Here, half-hidden in this commentary, is a general Christian principle that surprises many people when they first come across it, and it is this: that the one who commits a sin against his neighbor is to be more pitied than the victim of that injustice; for it is far worse to commit an injustice than to suffer one. This is not to say that the perpetrator of a crime or injury is to be seen and treated as a victim (though he is a sad victim of his own folly), but that he is to be recognized as one in real spiritual danger and that he should not simply be left there. Rather, the injured one is to “go and tell him his fault.” The goal is not merely to accomplish what society must do in dealing with crime – that is, keeping the community in peace and justice – but to seek the offender’s repentance and change of behavior.
The Church is the community of believers that, while recognizing the role of the state in the punishment of crime, is to be guided in her own life and society by yet a higher principle than justice: that is, by love. This is exactly the way God deals with all of us. Speaking through our conscience, He tells us our faults, not to humiliate us, but to convert us. He does so because He loves us. And Love does not leave the one loved in a place of danger, in a state of estrangement. In a real sense, then, love – specifically divine love – is the deepest form of justice: it does not merely dish out the appropriate punishment for the wrong done, but gets to the root of the problem, the human heart and its waywardness. Love seeks the repentance – and so the very happiness – of the one who has offended God and neighbor. That’s why St.

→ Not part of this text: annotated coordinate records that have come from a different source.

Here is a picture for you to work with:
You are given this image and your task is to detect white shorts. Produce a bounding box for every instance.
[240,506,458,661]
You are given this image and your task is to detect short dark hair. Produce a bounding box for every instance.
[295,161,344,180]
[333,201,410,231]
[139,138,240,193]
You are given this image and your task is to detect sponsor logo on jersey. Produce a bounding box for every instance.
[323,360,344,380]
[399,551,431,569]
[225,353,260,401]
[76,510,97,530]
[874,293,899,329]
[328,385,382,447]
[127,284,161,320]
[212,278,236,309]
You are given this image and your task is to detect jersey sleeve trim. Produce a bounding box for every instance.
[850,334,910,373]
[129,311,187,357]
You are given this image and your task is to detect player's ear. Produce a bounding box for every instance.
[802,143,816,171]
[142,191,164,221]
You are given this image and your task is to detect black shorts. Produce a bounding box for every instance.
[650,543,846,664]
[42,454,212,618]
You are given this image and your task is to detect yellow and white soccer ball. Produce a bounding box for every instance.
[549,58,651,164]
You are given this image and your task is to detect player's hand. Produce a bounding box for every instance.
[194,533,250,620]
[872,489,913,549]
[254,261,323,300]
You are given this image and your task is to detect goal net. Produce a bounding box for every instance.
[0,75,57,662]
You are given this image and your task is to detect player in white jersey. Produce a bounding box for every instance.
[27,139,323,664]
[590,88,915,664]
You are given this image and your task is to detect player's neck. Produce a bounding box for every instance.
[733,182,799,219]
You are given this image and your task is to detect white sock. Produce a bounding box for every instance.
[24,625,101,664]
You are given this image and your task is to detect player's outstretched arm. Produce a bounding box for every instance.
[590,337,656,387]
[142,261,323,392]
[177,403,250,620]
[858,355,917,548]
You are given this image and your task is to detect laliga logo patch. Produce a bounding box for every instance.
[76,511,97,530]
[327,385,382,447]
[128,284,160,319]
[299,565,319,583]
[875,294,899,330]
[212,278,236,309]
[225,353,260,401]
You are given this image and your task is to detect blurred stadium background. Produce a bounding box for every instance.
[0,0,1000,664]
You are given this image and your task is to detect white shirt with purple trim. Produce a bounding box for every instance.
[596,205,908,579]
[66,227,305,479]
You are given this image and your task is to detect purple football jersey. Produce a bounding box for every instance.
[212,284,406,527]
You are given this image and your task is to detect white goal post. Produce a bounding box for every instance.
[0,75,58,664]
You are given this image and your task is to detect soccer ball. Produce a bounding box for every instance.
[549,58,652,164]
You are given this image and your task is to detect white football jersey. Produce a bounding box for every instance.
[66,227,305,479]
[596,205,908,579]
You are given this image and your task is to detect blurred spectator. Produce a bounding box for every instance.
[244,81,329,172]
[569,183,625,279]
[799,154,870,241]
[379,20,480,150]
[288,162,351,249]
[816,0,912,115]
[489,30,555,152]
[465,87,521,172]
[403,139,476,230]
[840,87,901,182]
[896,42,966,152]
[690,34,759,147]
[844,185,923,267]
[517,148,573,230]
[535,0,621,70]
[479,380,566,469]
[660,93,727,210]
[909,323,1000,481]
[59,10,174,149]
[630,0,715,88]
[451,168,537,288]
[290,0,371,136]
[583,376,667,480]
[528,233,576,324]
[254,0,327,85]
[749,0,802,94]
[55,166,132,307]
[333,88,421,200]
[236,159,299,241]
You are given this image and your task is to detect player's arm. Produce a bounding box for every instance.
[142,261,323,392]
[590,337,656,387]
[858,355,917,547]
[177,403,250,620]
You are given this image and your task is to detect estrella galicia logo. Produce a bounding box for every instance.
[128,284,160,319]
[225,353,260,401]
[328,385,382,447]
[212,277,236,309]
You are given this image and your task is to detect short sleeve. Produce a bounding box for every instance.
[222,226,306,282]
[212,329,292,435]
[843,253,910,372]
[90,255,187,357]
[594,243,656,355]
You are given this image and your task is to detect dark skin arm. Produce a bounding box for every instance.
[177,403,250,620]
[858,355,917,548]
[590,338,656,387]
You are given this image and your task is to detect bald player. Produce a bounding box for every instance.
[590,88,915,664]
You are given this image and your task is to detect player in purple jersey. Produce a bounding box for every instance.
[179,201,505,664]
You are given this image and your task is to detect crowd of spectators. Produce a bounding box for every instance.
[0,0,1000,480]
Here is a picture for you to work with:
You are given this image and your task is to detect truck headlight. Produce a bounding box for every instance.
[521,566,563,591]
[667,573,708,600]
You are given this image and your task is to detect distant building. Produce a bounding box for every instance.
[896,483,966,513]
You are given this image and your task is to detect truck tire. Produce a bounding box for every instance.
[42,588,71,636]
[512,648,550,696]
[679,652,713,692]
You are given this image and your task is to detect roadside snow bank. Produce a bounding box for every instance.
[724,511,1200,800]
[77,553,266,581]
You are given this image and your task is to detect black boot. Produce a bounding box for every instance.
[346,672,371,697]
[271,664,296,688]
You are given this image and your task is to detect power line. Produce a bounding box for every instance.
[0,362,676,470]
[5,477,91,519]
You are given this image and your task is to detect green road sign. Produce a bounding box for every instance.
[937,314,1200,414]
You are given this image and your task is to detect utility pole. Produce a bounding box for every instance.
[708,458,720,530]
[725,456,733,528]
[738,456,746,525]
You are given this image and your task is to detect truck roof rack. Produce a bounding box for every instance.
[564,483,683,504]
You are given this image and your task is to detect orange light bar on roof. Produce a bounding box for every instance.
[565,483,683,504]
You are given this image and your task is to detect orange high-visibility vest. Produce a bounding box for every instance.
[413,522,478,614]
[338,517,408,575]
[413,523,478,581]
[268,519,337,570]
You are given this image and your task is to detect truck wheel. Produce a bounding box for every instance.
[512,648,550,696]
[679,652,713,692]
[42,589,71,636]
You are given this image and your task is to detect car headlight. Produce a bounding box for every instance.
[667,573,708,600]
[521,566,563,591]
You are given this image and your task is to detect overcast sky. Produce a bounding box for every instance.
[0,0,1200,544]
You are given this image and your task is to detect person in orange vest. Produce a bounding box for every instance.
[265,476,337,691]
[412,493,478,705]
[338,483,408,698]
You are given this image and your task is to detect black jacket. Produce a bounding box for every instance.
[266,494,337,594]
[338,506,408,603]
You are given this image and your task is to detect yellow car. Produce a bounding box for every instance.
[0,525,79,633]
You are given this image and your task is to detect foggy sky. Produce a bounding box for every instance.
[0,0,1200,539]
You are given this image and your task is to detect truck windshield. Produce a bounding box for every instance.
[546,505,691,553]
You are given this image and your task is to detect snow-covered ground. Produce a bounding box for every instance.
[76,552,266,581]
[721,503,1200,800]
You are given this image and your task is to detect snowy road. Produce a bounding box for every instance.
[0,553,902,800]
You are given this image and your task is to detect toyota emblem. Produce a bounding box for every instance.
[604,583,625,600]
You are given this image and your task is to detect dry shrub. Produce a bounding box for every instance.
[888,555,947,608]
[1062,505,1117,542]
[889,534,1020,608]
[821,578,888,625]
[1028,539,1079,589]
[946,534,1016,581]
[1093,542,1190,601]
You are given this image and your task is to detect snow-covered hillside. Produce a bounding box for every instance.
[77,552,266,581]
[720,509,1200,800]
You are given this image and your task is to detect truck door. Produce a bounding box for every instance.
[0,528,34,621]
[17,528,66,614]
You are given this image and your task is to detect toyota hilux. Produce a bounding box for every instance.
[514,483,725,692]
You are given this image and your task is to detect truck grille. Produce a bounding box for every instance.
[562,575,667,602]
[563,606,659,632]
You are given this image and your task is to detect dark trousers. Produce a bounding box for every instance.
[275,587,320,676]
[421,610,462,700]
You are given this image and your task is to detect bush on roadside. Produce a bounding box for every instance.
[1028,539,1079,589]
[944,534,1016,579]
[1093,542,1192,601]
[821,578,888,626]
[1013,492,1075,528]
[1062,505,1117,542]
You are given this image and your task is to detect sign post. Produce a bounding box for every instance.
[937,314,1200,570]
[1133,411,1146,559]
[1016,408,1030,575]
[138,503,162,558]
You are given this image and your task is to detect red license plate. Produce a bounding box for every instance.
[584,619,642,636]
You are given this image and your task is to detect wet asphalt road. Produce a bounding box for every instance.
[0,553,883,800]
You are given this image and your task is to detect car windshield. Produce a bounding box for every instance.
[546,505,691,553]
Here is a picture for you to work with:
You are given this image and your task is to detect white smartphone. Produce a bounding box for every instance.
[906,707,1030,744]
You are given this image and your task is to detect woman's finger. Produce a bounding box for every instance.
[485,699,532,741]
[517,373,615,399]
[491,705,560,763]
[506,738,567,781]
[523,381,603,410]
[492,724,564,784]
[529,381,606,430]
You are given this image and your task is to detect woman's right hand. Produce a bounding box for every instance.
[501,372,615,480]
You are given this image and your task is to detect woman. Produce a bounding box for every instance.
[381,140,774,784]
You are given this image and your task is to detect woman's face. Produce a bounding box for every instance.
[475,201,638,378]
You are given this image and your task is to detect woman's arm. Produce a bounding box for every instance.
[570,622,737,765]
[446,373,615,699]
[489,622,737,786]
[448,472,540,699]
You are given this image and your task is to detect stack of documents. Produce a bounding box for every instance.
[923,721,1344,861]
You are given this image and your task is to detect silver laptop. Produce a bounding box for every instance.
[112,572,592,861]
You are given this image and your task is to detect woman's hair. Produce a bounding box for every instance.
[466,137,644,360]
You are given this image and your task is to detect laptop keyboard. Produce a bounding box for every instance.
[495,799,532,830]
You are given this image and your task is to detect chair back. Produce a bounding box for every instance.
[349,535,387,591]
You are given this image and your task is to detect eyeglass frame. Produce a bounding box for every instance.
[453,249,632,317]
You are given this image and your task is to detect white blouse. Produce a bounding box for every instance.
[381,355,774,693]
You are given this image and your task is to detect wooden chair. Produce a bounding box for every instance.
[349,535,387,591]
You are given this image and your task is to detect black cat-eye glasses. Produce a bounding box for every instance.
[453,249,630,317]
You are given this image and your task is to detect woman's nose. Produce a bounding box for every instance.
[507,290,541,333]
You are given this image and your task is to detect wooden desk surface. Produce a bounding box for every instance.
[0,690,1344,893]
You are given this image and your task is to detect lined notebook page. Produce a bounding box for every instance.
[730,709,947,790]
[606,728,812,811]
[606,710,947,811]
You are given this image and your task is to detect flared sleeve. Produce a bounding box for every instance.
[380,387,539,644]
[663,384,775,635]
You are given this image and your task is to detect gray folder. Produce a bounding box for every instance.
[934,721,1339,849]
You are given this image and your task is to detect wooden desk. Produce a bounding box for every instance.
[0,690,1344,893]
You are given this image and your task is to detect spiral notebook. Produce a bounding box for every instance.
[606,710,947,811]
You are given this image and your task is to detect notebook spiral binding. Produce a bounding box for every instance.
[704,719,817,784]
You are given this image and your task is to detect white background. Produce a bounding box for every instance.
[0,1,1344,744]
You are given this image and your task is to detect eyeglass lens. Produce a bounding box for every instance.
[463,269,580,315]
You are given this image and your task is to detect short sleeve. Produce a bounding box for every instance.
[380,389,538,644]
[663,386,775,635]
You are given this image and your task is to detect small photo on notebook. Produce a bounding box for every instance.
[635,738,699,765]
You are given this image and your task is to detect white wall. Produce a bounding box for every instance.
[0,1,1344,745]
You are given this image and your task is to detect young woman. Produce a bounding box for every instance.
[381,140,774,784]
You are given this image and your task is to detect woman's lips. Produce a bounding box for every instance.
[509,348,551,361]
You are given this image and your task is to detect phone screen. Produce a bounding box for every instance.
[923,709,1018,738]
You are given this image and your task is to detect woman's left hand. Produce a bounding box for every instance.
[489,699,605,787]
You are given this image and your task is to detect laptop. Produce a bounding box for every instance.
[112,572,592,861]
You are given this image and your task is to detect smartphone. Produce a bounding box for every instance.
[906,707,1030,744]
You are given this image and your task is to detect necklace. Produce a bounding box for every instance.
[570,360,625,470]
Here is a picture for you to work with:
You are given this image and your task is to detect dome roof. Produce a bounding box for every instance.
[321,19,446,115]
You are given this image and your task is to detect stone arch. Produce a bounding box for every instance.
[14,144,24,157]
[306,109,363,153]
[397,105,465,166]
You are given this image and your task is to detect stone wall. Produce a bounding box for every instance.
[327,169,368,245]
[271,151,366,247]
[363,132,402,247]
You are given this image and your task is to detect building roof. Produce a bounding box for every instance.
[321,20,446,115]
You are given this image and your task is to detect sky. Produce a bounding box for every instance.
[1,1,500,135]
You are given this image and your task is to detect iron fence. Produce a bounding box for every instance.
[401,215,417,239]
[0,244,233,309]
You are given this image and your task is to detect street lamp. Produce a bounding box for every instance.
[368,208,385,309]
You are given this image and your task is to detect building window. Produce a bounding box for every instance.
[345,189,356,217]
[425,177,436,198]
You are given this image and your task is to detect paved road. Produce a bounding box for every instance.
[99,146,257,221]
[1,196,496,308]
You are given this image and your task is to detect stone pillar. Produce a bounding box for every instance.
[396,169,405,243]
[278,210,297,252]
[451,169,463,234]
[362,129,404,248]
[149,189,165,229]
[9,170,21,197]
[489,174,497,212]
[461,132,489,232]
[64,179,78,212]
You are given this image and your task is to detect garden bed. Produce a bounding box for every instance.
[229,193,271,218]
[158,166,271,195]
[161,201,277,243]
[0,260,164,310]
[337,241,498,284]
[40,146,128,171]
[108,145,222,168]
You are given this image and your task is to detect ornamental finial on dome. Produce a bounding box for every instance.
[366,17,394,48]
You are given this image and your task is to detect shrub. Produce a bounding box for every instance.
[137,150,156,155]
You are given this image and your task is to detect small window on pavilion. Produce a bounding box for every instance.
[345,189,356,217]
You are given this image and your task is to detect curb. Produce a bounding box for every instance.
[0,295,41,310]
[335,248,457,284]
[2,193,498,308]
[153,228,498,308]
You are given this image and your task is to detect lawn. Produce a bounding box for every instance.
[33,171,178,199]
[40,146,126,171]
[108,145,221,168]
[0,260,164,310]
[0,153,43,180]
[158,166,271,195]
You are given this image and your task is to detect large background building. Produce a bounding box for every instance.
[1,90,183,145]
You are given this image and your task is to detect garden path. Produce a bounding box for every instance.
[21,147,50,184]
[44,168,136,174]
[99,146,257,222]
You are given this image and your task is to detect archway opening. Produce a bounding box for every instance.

Paul says in today’s second reading that “love is the fulfillment of the law,” because “love does no evil to the neighbor.” But it is evil to allow one’s offending neighbor to remain in the guilt of a sin. Love speaks the truth, pronounces evil and injustice for what they are, and seeks to bring the erring one back to what is right. Love, and you will be just.
It should be emphasized, though, that love is not the means of avoiding just punishment for wrong behavior. If that were the case, we would all be well-nigh hopeless; for without the fear of just punishment – and every offense has its punishment – we would have little to deter us from wrongdoing… until we learn to love, and love perfectly after the manner of God, whose Love is in those who know Him and seek to obey and love Him. This is what St. John meant when he wrote in his first epistle, “There is no fear in love, but perfect love casts out fear. For fear has to do with punishment, and he who fears is not perfected in love. We love, because [God] first loved us” (4:18, 19).
This perfection of love is not an unattainable standard too high to reach for poor mortals as we. First of all, it is already given to us; in our baptism God plants within us the great gifts of His grace – faith, hope and love. These are to be fed by our own adherence to them, so that we grow in faith, hope and love. And secondly, love is not alien to us. We are made in the image of God who is love: made to love and be loved. God’s grace frees us to love, both Him (above and beyond all else) and our neighbor as ourselves. Thus is God’s holy law fulfilled, not simply by “keeping the rules” but by learning to fulfill the law in its entirety through love. “Love is the fulfillment of the law.”